Анархия, установившаяся во Франции после битвы при Пуатье, привела к ненависти простого народа к людям, поправлявшим свои дела силой оружия, и в народе одинаково поносили как безродных разбойников, так и промышлявших разбоем рыцарей; а вот в великосветской среде к таким людям относились по-разному, и не все их осуждали. «Молодой, храбрый и привлекательный» Эсташ д’Обресикур, рыцарь из Эно, участвовавший на стороне англичан в битве при Пуатье, с установлением перемирия превратился в разбойника и добился таких успехов, что завоевал любовь Изабеллы, овдовевшей графини Кентской, племянницы английской королевы и уроженки Эно, как и он сам. Она засыпала Эсташа подарками и любовными письмами, вдохновлявшими его на новые «подвиги». Он захватил Шампань и часть Пикардии, но затем его взяли в плен французские рыцари, сумевшие наконец-то объединиться, чтобы дать отпор дерзостному разбойнику. Заплатив огромный выкуп в двадцать две тысячи франков, д’Обресикур, чтобы поправить пошатнувшееся положение, вернулся к прежним занятиям, возглавил отряд в две тысячи человек, а затем принялся продавать захваченные им замки прежним владельцам. Эти действия отнюдь не уронили его в глазах прекрасной графини, и он женился на Изабелле.
В ответ на недовольство французов, непрерывно жаловавшихся на то, что английские отряды разбойников нарушают перемирие между странами, король Эдуард приказал расформировать эти отряды, но его указ ситуацию не исправил, да и сам король полагал, что пока с французами обсуждаются условия мирного договора, эти отряды оказывают на Францию благоприятное для переговоров давление. Кром того, Эдуард не хотел ссориться с Карлом Наваррским. Хотя тот все еще находился в тюрьме, его сторонники, включая брата Филиппа, действовали в интересах английской короны.
Для защиты от отрядов грабителей в деревнях строили укрепления из камней, окружали их рвами, а на колокольню таскали камни, чтобы бросать в налетчиков, и ставили на ней часовых, чтобы наблюдать за округой. «Церковные колокола теперь не созывают людей на молитву, а призывают спрятаться от разбойников». Крестьяне укрывались в разных местах, нередко в ближайшей церкви, а жившие у реки во время налета разбойников прятались на островах или в лодках, бросив якорь посередине реки. А жители Пикардии уходили в пещеры, вырытые в те времена, когда во Францию хлынули викинги.
Хронист Жан де Венет, рассказывая о бесчинствах разбойников, полагал, что причиной насилия, воцарившегося во Франции, являлась неспособность правительства организовать разбойничьим отрядам необходимый отпор.

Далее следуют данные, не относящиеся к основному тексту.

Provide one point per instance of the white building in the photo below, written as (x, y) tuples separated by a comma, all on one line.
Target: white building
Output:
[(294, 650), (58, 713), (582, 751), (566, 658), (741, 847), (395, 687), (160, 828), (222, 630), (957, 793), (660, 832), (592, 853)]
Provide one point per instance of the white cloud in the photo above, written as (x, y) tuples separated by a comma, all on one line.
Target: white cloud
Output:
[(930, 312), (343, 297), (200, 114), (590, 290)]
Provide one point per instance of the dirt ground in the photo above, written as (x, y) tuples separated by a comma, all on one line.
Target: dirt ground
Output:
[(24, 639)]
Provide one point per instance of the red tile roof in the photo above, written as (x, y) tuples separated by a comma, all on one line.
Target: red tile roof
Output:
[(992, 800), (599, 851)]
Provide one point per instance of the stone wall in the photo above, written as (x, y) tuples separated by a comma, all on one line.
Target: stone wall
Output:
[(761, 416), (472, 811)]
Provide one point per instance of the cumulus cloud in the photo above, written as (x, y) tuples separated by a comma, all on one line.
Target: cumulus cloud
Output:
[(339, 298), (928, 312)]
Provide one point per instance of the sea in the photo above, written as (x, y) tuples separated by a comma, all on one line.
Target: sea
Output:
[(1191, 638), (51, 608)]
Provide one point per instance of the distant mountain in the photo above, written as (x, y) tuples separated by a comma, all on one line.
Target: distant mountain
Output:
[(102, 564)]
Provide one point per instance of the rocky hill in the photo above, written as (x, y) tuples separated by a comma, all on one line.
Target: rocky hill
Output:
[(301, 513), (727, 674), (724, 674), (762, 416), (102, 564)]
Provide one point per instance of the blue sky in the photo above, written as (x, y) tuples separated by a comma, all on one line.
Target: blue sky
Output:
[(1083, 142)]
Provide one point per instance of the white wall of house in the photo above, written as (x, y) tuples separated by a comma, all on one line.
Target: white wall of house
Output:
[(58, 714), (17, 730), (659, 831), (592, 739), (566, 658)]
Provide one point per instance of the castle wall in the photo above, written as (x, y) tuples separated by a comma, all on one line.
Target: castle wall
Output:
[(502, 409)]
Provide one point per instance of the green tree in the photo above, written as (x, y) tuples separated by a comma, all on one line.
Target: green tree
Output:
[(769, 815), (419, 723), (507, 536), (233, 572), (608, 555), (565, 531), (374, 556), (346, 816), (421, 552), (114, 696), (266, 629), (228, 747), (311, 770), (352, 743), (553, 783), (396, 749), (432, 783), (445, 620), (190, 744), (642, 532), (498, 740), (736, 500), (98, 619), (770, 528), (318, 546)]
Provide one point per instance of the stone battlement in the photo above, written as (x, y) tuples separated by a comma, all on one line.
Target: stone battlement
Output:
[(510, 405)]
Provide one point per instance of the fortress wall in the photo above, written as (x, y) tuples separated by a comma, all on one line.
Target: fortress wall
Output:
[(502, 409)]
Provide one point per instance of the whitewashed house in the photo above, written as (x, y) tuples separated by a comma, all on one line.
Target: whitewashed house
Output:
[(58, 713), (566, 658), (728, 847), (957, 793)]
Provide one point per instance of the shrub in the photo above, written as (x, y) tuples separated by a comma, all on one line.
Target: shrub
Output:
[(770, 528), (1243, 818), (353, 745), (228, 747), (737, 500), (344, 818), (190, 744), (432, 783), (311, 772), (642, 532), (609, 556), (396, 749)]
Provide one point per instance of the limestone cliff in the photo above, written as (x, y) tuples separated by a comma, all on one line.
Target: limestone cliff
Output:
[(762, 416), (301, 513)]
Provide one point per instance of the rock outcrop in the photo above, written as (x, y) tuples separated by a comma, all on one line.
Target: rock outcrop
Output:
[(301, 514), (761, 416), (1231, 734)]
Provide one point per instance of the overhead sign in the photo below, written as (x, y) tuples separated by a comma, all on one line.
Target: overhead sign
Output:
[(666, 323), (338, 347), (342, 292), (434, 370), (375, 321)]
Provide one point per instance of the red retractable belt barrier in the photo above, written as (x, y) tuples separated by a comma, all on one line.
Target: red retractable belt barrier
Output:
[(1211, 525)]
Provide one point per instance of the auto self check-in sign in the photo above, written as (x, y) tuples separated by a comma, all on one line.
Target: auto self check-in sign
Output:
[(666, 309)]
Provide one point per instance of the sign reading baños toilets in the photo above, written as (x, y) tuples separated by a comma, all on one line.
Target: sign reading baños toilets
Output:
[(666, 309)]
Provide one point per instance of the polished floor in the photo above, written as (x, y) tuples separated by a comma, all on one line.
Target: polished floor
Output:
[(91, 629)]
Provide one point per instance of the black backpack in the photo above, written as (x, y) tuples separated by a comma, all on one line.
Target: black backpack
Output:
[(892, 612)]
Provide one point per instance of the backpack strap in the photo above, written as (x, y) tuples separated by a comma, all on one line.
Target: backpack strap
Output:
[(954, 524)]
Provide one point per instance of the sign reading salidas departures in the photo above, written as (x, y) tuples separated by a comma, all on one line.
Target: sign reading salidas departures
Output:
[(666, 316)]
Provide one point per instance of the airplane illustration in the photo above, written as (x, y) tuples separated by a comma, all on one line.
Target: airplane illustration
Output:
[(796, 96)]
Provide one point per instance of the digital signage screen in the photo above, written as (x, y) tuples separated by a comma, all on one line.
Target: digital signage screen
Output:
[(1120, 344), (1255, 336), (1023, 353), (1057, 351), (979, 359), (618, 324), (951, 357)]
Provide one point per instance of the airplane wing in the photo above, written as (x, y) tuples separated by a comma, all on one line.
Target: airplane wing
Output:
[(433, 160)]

Де Венет писал свою хронику в шестидесятые годы XIV столетия, будучи в то время главой ордена кармелитов. Изъявляя солидарность с третьим сословием, он критиковал регента, «не принимавшего мер для исправления тяжкого положения», и надменных аристократов, «презиравших простолюдинов и даже не помышлявших о сотрудничестве с ними». Как считал де Венет, «аристократы грабят крестьян, присваивая себе плоды их труда, и никоим образом не защищают страну от внешних врагов». Кроме того, он полагал, что Генеральные Штаты прекратили работу из-за преднамеренных разногласий аристократов с третьим сословием. «С того времени, — писал де Венет, — во Франции воцарилась неразбериха, способная погубить государство».
В то же время некий бенедиктинский монах, возмущенный положением в государстве, выступил с полемическим заявлением «Грустный взгляд на незавидное положение французского королевства». Уязвленный тем, что король некогда гордой Франции был пленен «в самом сердце страны» и беспрепятственно препровожден на чужбину, этот монах критиковал военную подготовку французских рыцарей и задавал им неудобные вопросы: «Где вы учились военному делу? Кто наставлял вас? В чем заключалось ваше учение? Не воевали ли вы с врагом под знаменем любвеобильной Венеры, думая лишь о том, чтобы поскорее покинуть поле сражения и погрузиться в плотские наслаждения?..» Последний вопрос звучал так: «Можно ли научиться военному делу, тратя молодые годы на охоту и развлечения?» Монах также порицал простолюдинов, находящихся под каблуком у неразумных жен и помышляющих лишь о том, как набить свой живот. Обличал монах и священнослужителей — за недопустимую роскошь, алчность, распутство, зависть, чревоугодие. Монах сетовал, что добродетель утрачивается, пороки растут, честность изничтожается, милосердие исчезает, алчность распространяется, хаос усиливается, а порядок гибнет.
Но были ли сетования монаха просто традиционным монашеским обличением существовавших порядков в мире или выражением глубокого пессимизма, который начал распространяться во второй половине XIV столетия?